The light emitting device according to claim 1, wherein the first atom and the second atom are each a hydrogen atom, a helium atom, or a boron atom.
The light emitting device according to claim 1, wherein the first atom and the second atom are different types of atoms.
The first conductive layer has the first surface and a second surface opposite to the first surface,
The first high resistance portion includes the first atom and the third atom,
The first high resistance portion has a first peak of the concentration of the first atoms and a second peak of the concentration of the third atoms between the first surface and the second surface. The light emitting device described in .
The second peak is located closer to the first surface than the first peak,
The light emitting device according to claim 11, wherein the atomic number of the third atom is larger than the atomic number of the first atom.

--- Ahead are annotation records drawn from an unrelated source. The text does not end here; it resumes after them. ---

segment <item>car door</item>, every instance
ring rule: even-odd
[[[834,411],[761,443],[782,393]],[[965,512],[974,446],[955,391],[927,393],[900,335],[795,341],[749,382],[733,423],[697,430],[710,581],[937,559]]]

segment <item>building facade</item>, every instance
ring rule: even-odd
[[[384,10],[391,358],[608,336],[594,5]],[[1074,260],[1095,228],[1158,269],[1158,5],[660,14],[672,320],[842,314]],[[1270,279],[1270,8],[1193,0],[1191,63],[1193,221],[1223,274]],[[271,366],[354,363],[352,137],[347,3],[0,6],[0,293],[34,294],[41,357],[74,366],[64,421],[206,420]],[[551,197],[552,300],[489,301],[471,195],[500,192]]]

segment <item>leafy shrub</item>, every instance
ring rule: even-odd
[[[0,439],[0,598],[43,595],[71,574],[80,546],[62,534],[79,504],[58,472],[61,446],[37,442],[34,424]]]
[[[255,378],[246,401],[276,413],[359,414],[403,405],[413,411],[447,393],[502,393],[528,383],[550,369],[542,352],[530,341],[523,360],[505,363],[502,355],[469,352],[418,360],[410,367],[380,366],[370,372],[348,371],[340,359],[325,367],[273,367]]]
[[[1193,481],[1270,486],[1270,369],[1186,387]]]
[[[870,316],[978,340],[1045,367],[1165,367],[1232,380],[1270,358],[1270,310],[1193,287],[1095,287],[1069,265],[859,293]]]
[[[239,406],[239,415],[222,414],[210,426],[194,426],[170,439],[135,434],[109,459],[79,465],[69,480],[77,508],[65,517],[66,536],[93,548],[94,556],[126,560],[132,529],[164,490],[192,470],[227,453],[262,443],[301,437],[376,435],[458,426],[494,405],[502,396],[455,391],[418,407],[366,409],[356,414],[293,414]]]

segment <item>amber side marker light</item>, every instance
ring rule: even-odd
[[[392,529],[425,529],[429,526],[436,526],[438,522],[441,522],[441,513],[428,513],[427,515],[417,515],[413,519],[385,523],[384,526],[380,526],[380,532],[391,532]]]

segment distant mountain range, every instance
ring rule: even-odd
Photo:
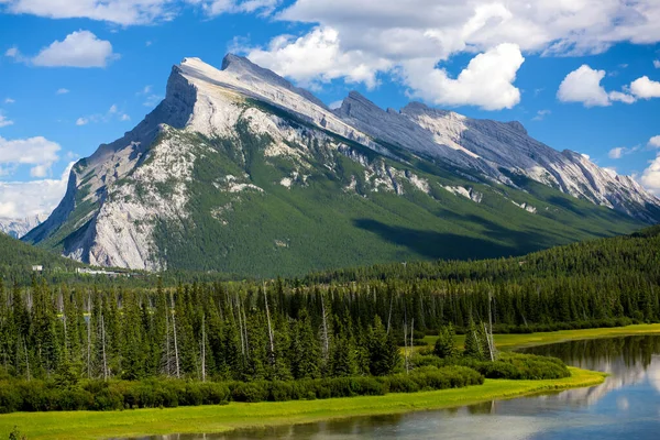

a first electrode provided on the first surface side of the first conductive layer;
a second electrode provided on the third surface side of the second conductive layer;
The light emitting device according to claim 1, wherein at least one of the first electrode and the second electrode is a transparent electrode.
The light emitting device according to claim 1, wherein the first conductive layer or the second conductive layer has a lens portion.
The first high resistance part and the second high resistance part are provided so as to surround the first region of the active layer,
The light emitting device according to claim 1, wherein the first region is a region capable of emitting light.
The light emitting device according to claim 15, wherein the first region has a size of 10 μm or less.
The first high resistance portion has a resistance value greater than a resistance value of a first opening defined by the first high resistance portion,
The light emitting device according to claim 1, wherein the second high resistance section has a resistance value greater than a resistance value of a second opening defined by the second high resistance section.
The light emitting device according to claim 1, wherein the size of the first opening defined by the first high resistance section is different from the size of the second opening defined by the second high resistance section.
The light emitting device according to claim 1, comprising an array including a plurality of elements each including the first conductive layer, the second conductive layer, and the active layer.
a first conductive layer of a first conductivity type;
a first ion implantation part provided in the first conductive layer and containing first atoms;
a second conductive layer of a second conductivity type;
a second ion implantation part provided in the second conductive layer and containing second atoms;
an active layer provided between the first conductive layer and the second conductive layer,
The concentration of the first atoms inside the first ion implantation part is higher than the concentration of the first atoms on the first surface of the first conductive layer. The light emitting device.